The figures bear out Dalton’s concern - and they are more than a few dollars.
In 1978, annual student fees at the three state universities were around $400 and claimed just more than 3 percent of the average annual wage in Idaho of just more than $10,700.
Today, annual resident fees at the schools are more than $1,900, an increase of around 375 percent, while the state’s average annual wage is under $25,000, an increase of just 130 percent. Fees now claim nearly 8 percent of that average annual wage.
Gov. Phil Batt wants lawmakers to pump an extra $3 million into the state aid package for the schools to ease the pressure on student fees - something higher education experts believe is critical to maintaining access for the largest possible number of young people.
But University of Idaho President Robert Hoover points out Idaho has one of the most skewed income distributions in the nation with few people in the middle range and a large number earning below the average.

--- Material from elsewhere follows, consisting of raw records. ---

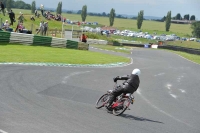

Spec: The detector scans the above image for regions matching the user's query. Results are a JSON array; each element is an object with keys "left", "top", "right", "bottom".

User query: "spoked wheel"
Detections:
[
  {"left": 96, "top": 94, "right": 109, "bottom": 109},
  {"left": 113, "top": 98, "right": 129, "bottom": 116}
]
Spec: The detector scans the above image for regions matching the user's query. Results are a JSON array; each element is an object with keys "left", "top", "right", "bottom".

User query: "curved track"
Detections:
[{"left": 0, "top": 47, "right": 200, "bottom": 133}]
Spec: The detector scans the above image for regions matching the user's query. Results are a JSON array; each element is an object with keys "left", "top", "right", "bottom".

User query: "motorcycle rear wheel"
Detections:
[
  {"left": 95, "top": 94, "right": 109, "bottom": 109},
  {"left": 113, "top": 98, "right": 129, "bottom": 116}
]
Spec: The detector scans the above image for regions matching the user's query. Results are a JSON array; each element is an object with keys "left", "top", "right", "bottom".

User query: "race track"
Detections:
[{"left": 0, "top": 47, "right": 200, "bottom": 133}]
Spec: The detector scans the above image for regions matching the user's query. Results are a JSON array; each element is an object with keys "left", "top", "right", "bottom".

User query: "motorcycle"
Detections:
[{"left": 95, "top": 81, "right": 135, "bottom": 116}]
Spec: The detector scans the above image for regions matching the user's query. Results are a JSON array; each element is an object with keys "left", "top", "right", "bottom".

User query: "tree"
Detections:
[
  {"left": 6, "top": 0, "right": 11, "bottom": 12},
  {"left": 81, "top": 5, "right": 87, "bottom": 22},
  {"left": 161, "top": 16, "right": 166, "bottom": 21},
  {"left": 102, "top": 12, "right": 106, "bottom": 16},
  {"left": 56, "top": 1, "right": 62, "bottom": 14},
  {"left": 176, "top": 13, "right": 181, "bottom": 20},
  {"left": 137, "top": 10, "right": 144, "bottom": 29},
  {"left": 77, "top": 10, "right": 81, "bottom": 14},
  {"left": 109, "top": 8, "right": 115, "bottom": 26},
  {"left": 191, "top": 21, "right": 200, "bottom": 38},
  {"left": 190, "top": 15, "right": 195, "bottom": 20},
  {"left": 184, "top": 14, "right": 190, "bottom": 20},
  {"left": 31, "top": 1, "right": 36, "bottom": 14},
  {"left": 59, "top": 2, "right": 62, "bottom": 15},
  {"left": 165, "top": 11, "right": 171, "bottom": 31}
]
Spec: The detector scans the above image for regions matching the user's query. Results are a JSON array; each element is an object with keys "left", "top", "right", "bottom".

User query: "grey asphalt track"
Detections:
[{"left": 0, "top": 47, "right": 200, "bottom": 133}]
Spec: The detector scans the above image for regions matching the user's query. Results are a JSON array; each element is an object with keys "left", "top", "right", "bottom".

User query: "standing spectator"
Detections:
[
  {"left": 18, "top": 12, "right": 24, "bottom": 23},
  {"left": 36, "top": 21, "right": 44, "bottom": 35},
  {"left": 43, "top": 21, "right": 48, "bottom": 36},
  {"left": 8, "top": 10, "right": 15, "bottom": 26},
  {"left": 80, "top": 34, "right": 87, "bottom": 43},
  {"left": 35, "top": 9, "right": 37, "bottom": 17},
  {"left": 0, "top": 2, "right": 5, "bottom": 16},
  {"left": 40, "top": 4, "right": 44, "bottom": 16}
]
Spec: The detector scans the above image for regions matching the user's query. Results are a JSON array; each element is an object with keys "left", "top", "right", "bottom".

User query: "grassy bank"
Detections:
[{"left": 0, "top": 43, "right": 130, "bottom": 64}]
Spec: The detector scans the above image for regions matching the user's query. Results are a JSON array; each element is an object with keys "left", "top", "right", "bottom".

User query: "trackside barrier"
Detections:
[
  {"left": 10, "top": 32, "right": 34, "bottom": 45},
  {"left": 33, "top": 35, "right": 52, "bottom": 46},
  {"left": 66, "top": 40, "right": 78, "bottom": 49},
  {"left": 0, "top": 31, "right": 11, "bottom": 43},
  {"left": 0, "top": 31, "right": 89, "bottom": 50},
  {"left": 87, "top": 39, "right": 107, "bottom": 45},
  {"left": 51, "top": 37, "right": 67, "bottom": 48},
  {"left": 122, "top": 42, "right": 200, "bottom": 55},
  {"left": 78, "top": 42, "right": 89, "bottom": 50}
]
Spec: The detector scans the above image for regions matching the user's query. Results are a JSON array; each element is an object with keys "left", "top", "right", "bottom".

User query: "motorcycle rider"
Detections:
[{"left": 106, "top": 68, "right": 141, "bottom": 112}]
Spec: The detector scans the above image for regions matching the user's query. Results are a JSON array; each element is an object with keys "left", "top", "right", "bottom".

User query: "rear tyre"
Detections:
[
  {"left": 113, "top": 98, "right": 129, "bottom": 116},
  {"left": 96, "top": 94, "right": 109, "bottom": 109}
]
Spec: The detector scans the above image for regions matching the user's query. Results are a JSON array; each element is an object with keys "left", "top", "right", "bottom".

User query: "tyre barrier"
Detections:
[
  {"left": 0, "top": 31, "right": 89, "bottom": 50},
  {"left": 0, "top": 31, "right": 11, "bottom": 43}
]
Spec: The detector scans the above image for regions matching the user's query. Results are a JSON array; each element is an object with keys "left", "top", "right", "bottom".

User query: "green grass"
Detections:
[
  {"left": 170, "top": 51, "right": 200, "bottom": 64},
  {"left": 0, "top": 8, "right": 193, "bottom": 37},
  {"left": 0, "top": 43, "right": 130, "bottom": 64}
]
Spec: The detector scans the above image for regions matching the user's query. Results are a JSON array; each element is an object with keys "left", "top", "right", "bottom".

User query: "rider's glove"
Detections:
[{"left": 113, "top": 76, "right": 119, "bottom": 82}]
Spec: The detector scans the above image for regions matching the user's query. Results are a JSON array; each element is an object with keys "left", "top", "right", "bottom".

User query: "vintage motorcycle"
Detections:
[{"left": 95, "top": 82, "right": 135, "bottom": 116}]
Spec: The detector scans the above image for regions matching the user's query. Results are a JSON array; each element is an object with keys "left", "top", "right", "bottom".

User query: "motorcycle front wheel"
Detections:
[{"left": 95, "top": 94, "right": 109, "bottom": 109}]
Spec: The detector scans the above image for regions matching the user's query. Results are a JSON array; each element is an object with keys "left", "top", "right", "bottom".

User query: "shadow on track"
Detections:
[{"left": 120, "top": 114, "right": 164, "bottom": 124}]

Scholarships are critical to many seeking a college degree, and tens of millions of dollars in scholarships and grants are being provided to Idaho students every year while the schools press to find even more money.

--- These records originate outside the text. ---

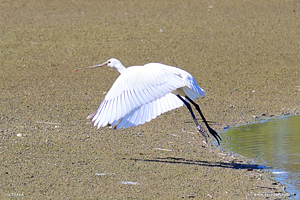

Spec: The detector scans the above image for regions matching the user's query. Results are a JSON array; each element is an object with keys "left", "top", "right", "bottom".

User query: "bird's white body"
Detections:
[{"left": 87, "top": 58, "right": 205, "bottom": 129}]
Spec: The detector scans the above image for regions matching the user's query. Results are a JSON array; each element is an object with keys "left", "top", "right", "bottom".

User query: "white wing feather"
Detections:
[
  {"left": 88, "top": 63, "right": 189, "bottom": 128},
  {"left": 115, "top": 93, "right": 184, "bottom": 129}
]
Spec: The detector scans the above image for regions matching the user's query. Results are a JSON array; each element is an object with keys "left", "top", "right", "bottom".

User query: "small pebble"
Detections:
[{"left": 120, "top": 181, "right": 140, "bottom": 185}]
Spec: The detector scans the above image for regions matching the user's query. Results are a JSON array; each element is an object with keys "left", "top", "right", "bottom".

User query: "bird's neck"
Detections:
[{"left": 114, "top": 63, "right": 127, "bottom": 74}]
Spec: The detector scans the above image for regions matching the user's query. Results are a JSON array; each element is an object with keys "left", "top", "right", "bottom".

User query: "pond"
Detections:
[{"left": 221, "top": 115, "right": 300, "bottom": 197}]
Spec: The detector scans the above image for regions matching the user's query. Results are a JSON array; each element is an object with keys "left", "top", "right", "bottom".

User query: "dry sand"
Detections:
[{"left": 1, "top": 0, "right": 299, "bottom": 199}]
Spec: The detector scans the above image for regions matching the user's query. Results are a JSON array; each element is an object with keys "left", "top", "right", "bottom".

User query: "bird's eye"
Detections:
[{"left": 108, "top": 61, "right": 111, "bottom": 64}]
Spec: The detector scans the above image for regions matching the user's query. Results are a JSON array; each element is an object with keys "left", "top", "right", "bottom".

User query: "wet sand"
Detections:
[{"left": 1, "top": 0, "right": 299, "bottom": 199}]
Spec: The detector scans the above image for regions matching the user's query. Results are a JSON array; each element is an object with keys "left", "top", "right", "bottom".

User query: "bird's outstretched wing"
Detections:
[
  {"left": 113, "top": 93, "right": 184, "bottom": 129},
  {"left": 88, "top": 63, "right": 188, "bottom": 129}
]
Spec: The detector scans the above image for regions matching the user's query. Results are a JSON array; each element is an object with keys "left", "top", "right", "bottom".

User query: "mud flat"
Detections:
[{"left": 1, "top": 0, "right": 299, "bottom": 199}]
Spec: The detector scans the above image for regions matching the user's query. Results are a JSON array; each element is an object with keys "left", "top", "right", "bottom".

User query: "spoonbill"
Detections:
[{"left": 74, "top": 58, "right": 221, "bottom": 145}]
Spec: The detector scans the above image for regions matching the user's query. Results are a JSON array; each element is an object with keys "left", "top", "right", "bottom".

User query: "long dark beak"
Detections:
[{"left": 74, "top": 61, "right": 108, "bottom": 72}]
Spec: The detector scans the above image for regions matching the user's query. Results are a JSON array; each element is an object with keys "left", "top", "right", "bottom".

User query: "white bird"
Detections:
[{"left": 74, "top": 58, "right": 221, "bottom": 144}]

But it has not been enough to check the borrowing by students trying to stay in school.
In the past eight years, the average student at an Idaho school has seen loans jump from financing 18 percent of his or her college expenses to nearly 40 percent.
Lewis-Clark State College President James Hottois says 94 percent of his school’s students receive financial aid, and Boise State University President Charles Ruch said 80 percent of his school’s students work and 50 percent get some kind of student aid.
In Pocatello, 60 percent of the students at Idaho State University are borrowing to continue their education. Last year, they borrowed more than $39 million - an average of $6,700 for each of the 5,825 students.
Gwen Sullivan, who teaches at Clearwater Valley High School and has children in college, told legislative budget writers that when she graduated from Lewis-Clark five years ago, she was looking at repaying $10,000 in student loans instead of trying to figure out how to finance her retirement.
“It’s ridiculous to graduate from college with that kind of debt,” she said.
xxxx LEANING ON LOANS In the past eight years, the average student at an Idaho school has seen loans jump from financing 18 percent of his or her college expenses to nearly 40 percent.